14. A network hub structure as claimed in claim 10, wherein the
SONET TDM multiplexer units are further arranged in a manner such
that, in use, the decoded GbE streams are being re-encoded
utilising a 5b/6b line code to produce 1.2 Gbit/s streams, before
employing the multiplexing into the 2.488 Gbit/s OC 48 data
streams.
15. A method for connecting network elements of a first WDM network
supporting a first bit rate WDM data stream to other network
elements on a second optical network supporting a second bit rate
data stream which is substantially a multiple n of the first bit
rate; the method comprising the step of selectively multiplexing
any n first WDM data streams originating from one or more of the
network elements of the WDM network destined for any same one of
said other network elements into one said second data stream.
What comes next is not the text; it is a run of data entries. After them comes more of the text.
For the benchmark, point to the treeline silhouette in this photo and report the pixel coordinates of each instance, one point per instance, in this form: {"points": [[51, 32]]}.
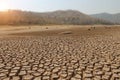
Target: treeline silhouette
{"points": [[18, 17]]}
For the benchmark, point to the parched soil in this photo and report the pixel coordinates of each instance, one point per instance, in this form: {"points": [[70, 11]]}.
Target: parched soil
{"points": [[91, 53]]}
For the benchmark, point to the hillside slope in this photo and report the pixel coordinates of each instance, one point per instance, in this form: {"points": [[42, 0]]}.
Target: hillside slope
{"points": [[115, 18], [16, 17]]}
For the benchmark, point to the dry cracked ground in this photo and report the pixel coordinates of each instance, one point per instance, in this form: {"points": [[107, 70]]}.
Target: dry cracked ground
{"points": [[60, 57]]}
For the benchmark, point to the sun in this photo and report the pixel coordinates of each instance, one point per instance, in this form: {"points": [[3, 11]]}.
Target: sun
{"points": [[4, 6]]}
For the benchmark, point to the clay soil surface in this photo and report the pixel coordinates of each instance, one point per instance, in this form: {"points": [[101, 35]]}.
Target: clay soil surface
{"points": [[60, 52]]}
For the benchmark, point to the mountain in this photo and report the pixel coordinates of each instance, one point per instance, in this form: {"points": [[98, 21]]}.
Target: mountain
{"points": [[115, 18], [17, 17]]}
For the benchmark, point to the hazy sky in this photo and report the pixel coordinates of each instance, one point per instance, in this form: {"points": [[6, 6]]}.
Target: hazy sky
{"points": [[85, 6]]}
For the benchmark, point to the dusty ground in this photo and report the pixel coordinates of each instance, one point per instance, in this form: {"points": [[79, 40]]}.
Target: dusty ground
{"points": [[60, 53]]}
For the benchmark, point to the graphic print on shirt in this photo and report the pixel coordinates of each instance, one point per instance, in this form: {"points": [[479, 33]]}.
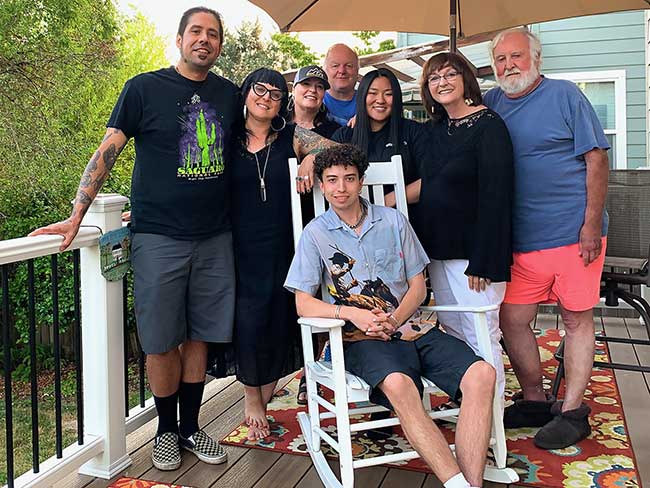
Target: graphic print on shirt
{"points": [[370, 294], [201, 144]]}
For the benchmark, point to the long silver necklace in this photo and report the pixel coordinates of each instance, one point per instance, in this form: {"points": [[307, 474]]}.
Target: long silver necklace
{"points": [[261, 173], [364, 212]]}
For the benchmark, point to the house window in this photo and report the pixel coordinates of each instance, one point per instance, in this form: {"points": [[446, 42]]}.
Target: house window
{"points": [[606, 92]]}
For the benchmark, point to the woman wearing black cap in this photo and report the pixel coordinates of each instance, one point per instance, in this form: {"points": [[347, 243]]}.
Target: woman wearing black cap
{"points": [[306, 107]]}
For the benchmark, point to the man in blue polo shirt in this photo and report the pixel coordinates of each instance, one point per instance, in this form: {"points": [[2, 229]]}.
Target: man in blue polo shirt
{"points": [[342, 68], [372, 262], [559, 226]]}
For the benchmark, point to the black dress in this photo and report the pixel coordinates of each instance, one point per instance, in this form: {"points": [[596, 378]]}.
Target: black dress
{"points": [[466, 194], [266, 334]]}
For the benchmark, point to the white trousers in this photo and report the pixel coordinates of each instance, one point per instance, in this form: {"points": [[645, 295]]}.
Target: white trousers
{"points": [[450, 287]]}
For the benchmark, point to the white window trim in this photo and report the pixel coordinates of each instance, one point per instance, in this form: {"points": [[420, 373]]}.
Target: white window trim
{"points": [[620, 101]]}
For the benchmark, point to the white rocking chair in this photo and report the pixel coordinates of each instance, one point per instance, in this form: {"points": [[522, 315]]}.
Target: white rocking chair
{"points": [[348, 388]]}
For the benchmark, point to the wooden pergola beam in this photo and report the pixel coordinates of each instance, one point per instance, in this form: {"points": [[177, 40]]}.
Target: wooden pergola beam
{"points": [[400, 76], [421, 49]]}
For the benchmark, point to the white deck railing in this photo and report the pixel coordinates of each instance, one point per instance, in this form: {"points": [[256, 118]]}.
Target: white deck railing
{"points": [[103, 453]]}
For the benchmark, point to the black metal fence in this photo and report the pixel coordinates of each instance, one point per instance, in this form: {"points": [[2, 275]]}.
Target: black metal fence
{"points": [[23, 304]]}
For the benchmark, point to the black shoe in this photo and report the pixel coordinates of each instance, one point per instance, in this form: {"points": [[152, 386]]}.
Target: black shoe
{"points": [[566, 428], [528, 413]]}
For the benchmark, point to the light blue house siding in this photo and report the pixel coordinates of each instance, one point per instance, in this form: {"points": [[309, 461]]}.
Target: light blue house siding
{"points": [[597, 43], [604, 43]]}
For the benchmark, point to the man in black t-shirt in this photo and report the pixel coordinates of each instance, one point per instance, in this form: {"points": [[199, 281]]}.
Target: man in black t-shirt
{"points": [[181, 119]]}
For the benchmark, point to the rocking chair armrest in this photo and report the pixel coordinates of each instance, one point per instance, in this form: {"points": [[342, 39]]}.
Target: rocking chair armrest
{"points": [[459, 308], [321, 323]]}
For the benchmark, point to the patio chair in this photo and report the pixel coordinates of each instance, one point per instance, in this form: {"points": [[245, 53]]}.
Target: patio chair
{"points": [[628, 248], [349, 389]]}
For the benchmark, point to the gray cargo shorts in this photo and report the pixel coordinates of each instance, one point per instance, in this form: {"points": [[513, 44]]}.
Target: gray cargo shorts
{"points": [[183, 290]]}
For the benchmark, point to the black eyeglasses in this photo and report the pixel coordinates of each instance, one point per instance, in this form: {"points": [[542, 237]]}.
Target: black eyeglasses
{"points": [[449, 77], [260, 90]]}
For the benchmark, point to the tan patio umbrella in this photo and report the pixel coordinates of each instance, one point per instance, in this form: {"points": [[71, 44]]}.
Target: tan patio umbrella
{"points": [[431, 16]]}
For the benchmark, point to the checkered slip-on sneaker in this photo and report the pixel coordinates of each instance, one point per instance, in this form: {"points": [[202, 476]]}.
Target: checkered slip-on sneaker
{"points": [[166, 454], [204, 447]]}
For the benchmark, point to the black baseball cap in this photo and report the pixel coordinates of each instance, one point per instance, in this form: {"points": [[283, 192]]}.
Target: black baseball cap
{"points": [[311, 71]]}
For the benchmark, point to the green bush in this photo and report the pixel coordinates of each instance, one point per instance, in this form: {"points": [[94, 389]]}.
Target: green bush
{"points": [[62, 66]]}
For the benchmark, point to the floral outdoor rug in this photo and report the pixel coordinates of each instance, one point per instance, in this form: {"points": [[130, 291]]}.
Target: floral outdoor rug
{"points": [[604, 460], [136, 483]]}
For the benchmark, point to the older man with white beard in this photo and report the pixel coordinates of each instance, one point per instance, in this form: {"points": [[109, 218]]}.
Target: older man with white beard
{"points": [[559, 231]]}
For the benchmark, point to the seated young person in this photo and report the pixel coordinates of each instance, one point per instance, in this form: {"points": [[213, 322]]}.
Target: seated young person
{"points": [[372, 262]]}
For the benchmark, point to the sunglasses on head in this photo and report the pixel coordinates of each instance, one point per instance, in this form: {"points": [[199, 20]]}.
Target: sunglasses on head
{"points": [[260, 90]]}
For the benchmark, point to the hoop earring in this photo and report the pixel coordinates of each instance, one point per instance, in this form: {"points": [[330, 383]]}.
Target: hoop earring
{"points": [[284, 124]]}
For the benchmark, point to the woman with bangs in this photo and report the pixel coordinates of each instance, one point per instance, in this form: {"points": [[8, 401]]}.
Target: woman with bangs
{"points": [[464, 215], [266, 334]]}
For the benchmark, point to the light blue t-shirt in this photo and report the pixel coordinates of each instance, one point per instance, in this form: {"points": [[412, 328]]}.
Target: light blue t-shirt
{"points": [[340, 111], [370, 270], [551, 128]]}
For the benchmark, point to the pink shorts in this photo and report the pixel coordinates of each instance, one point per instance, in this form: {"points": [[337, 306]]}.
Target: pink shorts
{"points": [[556, 275]]}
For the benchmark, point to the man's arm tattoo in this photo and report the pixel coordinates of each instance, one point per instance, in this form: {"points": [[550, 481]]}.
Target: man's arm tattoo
{"points": [[309, 142], [94, 177]]}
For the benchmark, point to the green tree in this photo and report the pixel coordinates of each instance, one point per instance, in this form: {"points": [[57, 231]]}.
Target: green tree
{"points": [[62, 65], [245, 50], [293, 52], [368, 37]]}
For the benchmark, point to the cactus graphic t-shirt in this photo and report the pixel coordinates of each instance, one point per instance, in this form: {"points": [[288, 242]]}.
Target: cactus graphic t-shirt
{"points": [[181, 129]]}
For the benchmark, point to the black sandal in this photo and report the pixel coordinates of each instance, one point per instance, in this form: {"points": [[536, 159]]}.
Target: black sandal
{"points": [[302, 391]]}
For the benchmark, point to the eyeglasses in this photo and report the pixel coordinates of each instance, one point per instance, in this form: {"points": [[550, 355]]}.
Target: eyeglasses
{"points": [[260, 90], [449, 77]]}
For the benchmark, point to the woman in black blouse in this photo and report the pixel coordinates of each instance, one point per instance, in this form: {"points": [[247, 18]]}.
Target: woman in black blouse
{"points": [[381, 130], [306, 107], [464, 214]]}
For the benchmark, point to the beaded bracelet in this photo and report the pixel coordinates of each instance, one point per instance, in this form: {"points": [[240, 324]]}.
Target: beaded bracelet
{"points": [[337, 312]]}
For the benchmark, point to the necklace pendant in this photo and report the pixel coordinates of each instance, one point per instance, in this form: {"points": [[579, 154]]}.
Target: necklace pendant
{"points": [[262, 190]]}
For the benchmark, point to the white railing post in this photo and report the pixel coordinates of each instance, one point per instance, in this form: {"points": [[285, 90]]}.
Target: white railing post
{"points": [[103, 347]]}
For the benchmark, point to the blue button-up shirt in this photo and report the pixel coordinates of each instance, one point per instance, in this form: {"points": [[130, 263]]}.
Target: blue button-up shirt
{"points": [[369, 270]]}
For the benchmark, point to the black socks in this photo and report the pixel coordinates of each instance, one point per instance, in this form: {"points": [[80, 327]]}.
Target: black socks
{"points": [[166, 407], [189, 398]]}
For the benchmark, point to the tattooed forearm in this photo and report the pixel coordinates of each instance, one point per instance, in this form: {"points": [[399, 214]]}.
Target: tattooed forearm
{"points": [[97, 171], [83, 198], [109, 133], [110, 156], [309, 142]]}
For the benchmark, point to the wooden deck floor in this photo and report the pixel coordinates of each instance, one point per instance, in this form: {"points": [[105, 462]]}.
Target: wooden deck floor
{"points": [[223, 410]]}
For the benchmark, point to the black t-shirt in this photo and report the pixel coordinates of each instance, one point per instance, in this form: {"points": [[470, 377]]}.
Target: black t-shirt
{"points": [[414, 148], [466, 195], [182, 130], [326, 129]]}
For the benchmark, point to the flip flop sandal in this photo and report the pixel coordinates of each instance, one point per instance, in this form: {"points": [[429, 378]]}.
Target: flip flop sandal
{"points": [[301, 397]]}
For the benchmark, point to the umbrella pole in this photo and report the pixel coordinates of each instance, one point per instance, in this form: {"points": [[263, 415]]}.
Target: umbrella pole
{"points": [[452, 25]]}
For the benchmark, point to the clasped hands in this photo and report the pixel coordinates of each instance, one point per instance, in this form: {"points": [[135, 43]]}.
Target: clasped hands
{"points": [[374, 323]]}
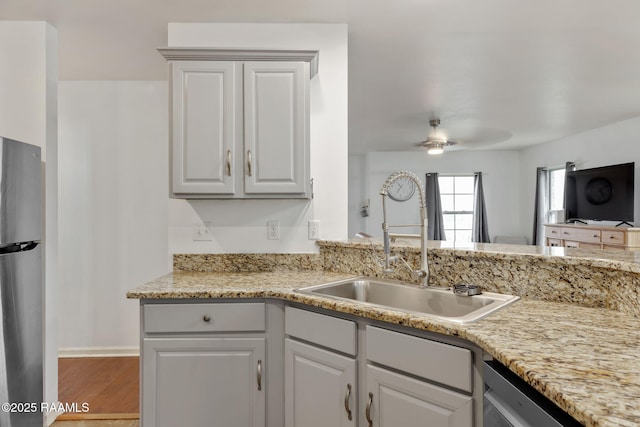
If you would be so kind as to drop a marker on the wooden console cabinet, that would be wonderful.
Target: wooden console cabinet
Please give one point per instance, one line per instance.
(592, 236)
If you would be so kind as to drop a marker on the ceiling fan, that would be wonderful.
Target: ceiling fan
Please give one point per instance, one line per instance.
(435, 142)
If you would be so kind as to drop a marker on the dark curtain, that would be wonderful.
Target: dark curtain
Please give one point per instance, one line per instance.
(540, 207)
(568, 167)
(480, 228)
(435, 223)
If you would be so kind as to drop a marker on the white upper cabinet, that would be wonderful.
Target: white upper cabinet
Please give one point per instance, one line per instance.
(203, 128)
(240, 123)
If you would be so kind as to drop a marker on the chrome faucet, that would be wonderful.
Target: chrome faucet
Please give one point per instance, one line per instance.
(421, 273)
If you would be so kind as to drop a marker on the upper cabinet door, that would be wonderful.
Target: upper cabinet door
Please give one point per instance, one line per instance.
(204, 105)
(276, 128)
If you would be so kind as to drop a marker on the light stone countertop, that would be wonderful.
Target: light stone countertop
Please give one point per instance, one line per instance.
(584, 359)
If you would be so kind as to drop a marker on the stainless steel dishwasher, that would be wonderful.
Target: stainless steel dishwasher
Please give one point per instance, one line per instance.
(510, 402)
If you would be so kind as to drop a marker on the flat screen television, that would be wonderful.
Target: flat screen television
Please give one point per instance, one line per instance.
(604, 194)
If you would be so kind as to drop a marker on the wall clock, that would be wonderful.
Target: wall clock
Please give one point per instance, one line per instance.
(598, 191)
(402, 189)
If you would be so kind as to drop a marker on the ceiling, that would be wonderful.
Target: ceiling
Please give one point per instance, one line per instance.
(498, 73)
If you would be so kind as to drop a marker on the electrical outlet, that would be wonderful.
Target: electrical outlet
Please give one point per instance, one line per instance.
(273, 230)
(314, 229)
(202, 232)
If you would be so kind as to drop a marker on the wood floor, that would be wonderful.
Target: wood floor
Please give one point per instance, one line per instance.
(109, 385)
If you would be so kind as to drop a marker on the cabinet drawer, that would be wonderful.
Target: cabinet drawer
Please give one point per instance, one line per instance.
(327, 331)
(613, 237)
(220, 317)
(442, 363)
(554, 242)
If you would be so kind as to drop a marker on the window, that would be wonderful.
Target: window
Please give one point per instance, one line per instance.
(456, 195)
(556, 189)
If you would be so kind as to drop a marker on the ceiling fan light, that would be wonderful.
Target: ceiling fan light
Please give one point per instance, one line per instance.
(435, 149)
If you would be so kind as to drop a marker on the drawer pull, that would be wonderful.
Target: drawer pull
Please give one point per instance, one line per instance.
(259, 375)
(367, 412)
(346, 402)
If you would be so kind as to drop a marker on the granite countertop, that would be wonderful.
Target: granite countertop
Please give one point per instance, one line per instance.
(584, 359)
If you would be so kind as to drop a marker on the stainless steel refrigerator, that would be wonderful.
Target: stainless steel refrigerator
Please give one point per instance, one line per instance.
(21, 285)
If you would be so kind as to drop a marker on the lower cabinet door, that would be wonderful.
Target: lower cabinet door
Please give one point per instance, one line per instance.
(395, 400)
(320, 387)
(203, 382)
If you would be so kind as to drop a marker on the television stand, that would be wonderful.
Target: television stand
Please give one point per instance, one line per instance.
(623, 223)
(575, 221)
(592, 236)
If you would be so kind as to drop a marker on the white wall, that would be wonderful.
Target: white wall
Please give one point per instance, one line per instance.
(28, 112)
(113, 206)
(608, 145)
(500, 182)
(240, 225)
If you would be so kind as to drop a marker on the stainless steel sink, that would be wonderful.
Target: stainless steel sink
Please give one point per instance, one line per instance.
(435, 302)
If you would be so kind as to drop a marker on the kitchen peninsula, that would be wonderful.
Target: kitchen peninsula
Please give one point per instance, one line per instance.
(574, 335)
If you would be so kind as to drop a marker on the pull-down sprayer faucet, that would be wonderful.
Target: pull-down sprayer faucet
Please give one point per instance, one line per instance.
(423, 272)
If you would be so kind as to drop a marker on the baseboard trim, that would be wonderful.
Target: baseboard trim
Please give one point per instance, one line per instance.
(98, 352)
(78, 417)
(51, 417)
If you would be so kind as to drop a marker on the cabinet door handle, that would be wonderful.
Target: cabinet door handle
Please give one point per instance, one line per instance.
(259, 375)
(367, 413)
(346, 402)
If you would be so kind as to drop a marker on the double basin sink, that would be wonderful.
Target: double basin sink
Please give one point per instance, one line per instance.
(441, 303)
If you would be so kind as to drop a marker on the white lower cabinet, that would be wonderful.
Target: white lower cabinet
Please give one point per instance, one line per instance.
(405, 381)
(204, 365)
(395, 400)
(200, 382)
(320, 387)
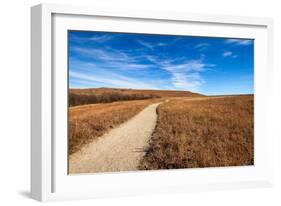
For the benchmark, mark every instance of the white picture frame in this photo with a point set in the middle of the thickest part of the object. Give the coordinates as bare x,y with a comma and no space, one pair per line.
49,180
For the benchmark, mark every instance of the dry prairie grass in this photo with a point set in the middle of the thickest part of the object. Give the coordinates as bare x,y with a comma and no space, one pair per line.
91,121
207,132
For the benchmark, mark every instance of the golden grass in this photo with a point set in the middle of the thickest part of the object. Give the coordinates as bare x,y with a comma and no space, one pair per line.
88,122
207,132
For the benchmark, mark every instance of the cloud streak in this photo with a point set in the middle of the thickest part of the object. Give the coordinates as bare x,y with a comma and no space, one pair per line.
239,42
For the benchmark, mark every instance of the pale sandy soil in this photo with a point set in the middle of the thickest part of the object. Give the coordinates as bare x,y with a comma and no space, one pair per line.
120,149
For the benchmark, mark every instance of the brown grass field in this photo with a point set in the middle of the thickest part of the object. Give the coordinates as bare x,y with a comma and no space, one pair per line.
204,132
192,130
88,122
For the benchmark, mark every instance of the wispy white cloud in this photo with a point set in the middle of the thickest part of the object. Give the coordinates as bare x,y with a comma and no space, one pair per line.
146,44
229,54
201,46
114,59
187,74
110,79
101,38
243,42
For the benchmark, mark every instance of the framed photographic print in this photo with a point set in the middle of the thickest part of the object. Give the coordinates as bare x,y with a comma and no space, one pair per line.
137,102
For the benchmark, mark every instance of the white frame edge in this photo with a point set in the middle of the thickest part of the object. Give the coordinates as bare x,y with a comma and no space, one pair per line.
42,86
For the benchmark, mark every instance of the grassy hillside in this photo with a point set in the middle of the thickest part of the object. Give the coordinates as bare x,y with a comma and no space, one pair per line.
107,95
202,132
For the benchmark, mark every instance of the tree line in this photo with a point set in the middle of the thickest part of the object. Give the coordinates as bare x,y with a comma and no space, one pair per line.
80,99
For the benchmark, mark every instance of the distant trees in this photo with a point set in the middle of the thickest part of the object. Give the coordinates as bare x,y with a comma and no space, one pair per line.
80,99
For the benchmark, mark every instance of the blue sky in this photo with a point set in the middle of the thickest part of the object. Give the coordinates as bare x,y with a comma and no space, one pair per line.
142,61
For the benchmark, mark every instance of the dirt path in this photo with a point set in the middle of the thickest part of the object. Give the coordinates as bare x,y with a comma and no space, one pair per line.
120,149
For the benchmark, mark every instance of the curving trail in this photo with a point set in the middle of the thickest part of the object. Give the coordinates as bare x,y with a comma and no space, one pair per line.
120,149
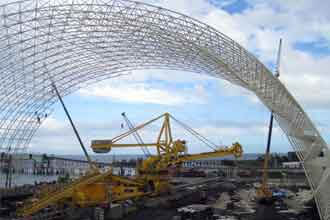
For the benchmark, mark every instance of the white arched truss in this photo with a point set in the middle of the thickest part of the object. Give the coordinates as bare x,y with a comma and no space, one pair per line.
77,42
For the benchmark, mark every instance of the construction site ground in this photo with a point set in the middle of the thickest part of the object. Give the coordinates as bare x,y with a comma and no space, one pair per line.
229,200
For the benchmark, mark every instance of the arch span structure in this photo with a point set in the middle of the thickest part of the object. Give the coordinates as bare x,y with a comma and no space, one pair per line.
77,42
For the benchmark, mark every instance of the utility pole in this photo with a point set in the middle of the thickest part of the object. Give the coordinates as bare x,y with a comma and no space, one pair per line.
263,192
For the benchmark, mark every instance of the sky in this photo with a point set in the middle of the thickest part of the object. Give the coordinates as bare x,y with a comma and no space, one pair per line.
221,112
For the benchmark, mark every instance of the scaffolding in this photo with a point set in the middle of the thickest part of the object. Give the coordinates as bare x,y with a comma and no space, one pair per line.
85,41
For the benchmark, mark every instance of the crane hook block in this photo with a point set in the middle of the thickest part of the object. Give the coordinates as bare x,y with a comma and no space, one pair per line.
101,146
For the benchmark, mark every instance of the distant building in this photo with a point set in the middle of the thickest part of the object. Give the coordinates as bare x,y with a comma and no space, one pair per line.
292,165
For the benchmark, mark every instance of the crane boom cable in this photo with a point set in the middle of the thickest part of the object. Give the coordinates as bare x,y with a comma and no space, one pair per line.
209,143
136,135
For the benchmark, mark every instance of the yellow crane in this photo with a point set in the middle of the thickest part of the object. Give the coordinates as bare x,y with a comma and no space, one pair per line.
153,170
95,187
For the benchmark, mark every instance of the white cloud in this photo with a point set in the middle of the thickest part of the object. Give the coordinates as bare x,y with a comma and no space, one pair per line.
133,89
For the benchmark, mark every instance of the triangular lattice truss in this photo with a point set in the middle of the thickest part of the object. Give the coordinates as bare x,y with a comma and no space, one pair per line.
79,42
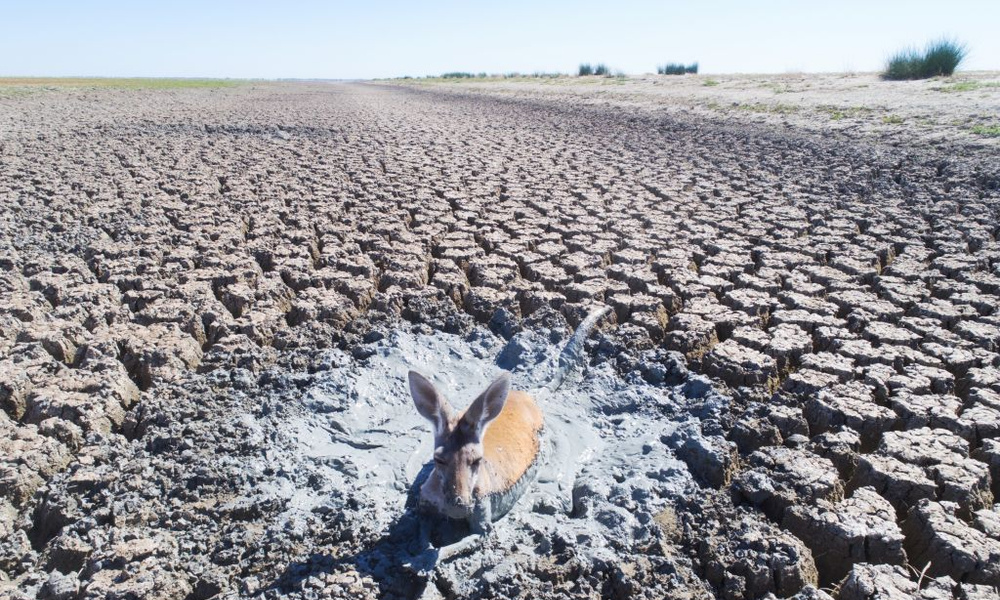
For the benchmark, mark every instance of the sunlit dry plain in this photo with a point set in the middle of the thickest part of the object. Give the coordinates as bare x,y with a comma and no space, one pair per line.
211,292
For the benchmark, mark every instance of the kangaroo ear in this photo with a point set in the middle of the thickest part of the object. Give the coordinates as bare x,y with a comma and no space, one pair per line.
488,405
429,402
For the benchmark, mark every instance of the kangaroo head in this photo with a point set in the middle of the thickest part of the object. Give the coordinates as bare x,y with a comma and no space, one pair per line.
458,443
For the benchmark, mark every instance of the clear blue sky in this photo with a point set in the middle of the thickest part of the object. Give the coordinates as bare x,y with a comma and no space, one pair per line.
313,39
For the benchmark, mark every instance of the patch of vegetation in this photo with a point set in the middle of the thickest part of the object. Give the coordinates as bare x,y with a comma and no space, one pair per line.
961,86
598,69
986,130
130,83
938,58
843,112
760,107
676,69
968,86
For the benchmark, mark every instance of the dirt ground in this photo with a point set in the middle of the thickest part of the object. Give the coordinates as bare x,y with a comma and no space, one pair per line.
210,296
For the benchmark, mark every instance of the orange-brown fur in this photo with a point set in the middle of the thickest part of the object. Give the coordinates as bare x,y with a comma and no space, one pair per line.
510,443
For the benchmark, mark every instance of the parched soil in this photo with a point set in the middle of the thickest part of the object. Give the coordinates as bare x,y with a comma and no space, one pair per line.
209,299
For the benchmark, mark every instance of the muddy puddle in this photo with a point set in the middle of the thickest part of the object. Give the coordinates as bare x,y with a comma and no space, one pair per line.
608,465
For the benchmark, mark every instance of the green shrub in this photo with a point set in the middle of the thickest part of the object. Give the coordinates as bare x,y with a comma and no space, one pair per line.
676,69
939,58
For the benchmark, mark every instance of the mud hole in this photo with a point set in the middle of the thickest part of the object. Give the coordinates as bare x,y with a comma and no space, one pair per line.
209,299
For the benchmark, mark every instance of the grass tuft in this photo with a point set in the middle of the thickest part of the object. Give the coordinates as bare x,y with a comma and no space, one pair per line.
987,130
938,58
676,69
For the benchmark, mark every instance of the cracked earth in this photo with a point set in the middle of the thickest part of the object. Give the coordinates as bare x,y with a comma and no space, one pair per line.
209,299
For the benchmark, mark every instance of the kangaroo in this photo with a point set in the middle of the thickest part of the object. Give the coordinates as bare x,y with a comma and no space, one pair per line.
485,457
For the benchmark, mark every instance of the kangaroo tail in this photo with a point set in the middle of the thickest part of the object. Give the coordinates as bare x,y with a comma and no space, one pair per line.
571,353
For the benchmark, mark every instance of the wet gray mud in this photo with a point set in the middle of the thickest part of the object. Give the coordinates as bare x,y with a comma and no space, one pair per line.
209,299
358,448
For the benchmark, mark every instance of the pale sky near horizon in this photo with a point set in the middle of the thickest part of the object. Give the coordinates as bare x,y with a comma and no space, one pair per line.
359,40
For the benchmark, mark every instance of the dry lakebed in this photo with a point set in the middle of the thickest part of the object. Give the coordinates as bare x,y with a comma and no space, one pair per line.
210,296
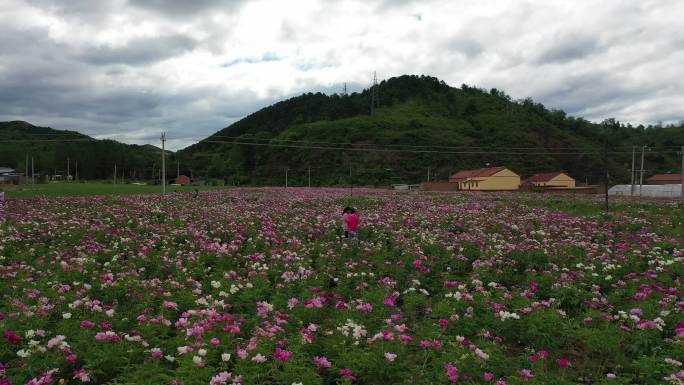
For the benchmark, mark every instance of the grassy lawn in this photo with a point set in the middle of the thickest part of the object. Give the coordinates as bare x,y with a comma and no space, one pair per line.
92,188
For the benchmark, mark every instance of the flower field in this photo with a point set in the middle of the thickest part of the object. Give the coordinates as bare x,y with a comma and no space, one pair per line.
257,286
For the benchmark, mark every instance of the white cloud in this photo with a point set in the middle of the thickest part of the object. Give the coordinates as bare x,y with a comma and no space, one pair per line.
128,69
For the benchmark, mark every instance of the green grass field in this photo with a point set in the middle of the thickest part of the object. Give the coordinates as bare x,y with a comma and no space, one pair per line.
92,188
16. A method as claimed in claim 15, wherein the first bit rate WDM
data streams are 1 Gbit/s Gigabit Ethernet data streams, and the
second bit rate data streams are 2.488 Gbit/s SONET/SDH (OC48) data
streams.
17. A method as claimed in claim 15, wherein the method further
comprises the step of de-multiplexing an incoming second data
stream from the second network into n outgoing first WDM data
streams destined for one or more network elements on the first WDM
network and multiplexing the outgoing first WDM data streams onto
the first WDM network.
18. A method as claimed in claim 17, wherein the method comprises
the steps of tagging each first WDM data stream, and allocating a
wavelength to each outgoing first WDM data stream based on tags on
the incoming second data streams.
Description
FIELD OF THE INVENTION
[0001] The present invention relates broadly to a method and
apparatus for connecting network elements between optical networks
supporting different bit rate data streams.
BACKGROUND OF THE INVENTION
[0002] In optical networks it is often required to forward traffic
from multiple separate users received at a core node of e.g. a
metro dense wavelength division multiplexing (DWDM) networks onto
another long-haul network using a different bit rate data stream
than the metro DWDM network.
[0003] In designing a system that facilitates such connectivity it
must also be considered that subscribers (i.e. users) will need to
communicate to different locations on the long-haul network.
[0004] At least preferred embodiments of the present invention seek
to provide a method and apparatus for facilitating such
connectivity in optical networks.
SUMMARY OF THE INVENTION
[0005] In accordance with a first aspect of the present invention
there is provided a network hub structure for connecting network
elements of a first WDM network supporting a first bit rate WDM
data stream to other network elements on a second optical network
supporting a second bit rate data stream which is substantially a
multiple n of the first bit rate; the hub structure comprising a
multiplexing system comprising a plurality of multiplexing units,
each multiplexing unit being arranged to multiplex n first WDM data
streams into one second data stream, and a switching unit arranged,
in use, to selectively cross connect any n first WDM data streams
originating from one or more of the network elements of the WDM
network destined for any same one of said other network elements to
one of the multiplexing units for multiplexing into one said second
data stream.
[0006] In a preferred embodiment, the first bit rate WDM data
streams are 1 Gbit/s Gigabit Ethernet data streams, and the second
bit rate data streams are 2.488 Gbit/s SONET/SDH (OC48) data
streams.
[0007] Each multiplexing unit may comprise a 2xGbE/OC48 Packet Over
SONET (POS) multiplexer unit.
[0008] In another embodiment, each multiplexing unit may comprise a
SONET time division multiplexing (TDM) multiplexer unit.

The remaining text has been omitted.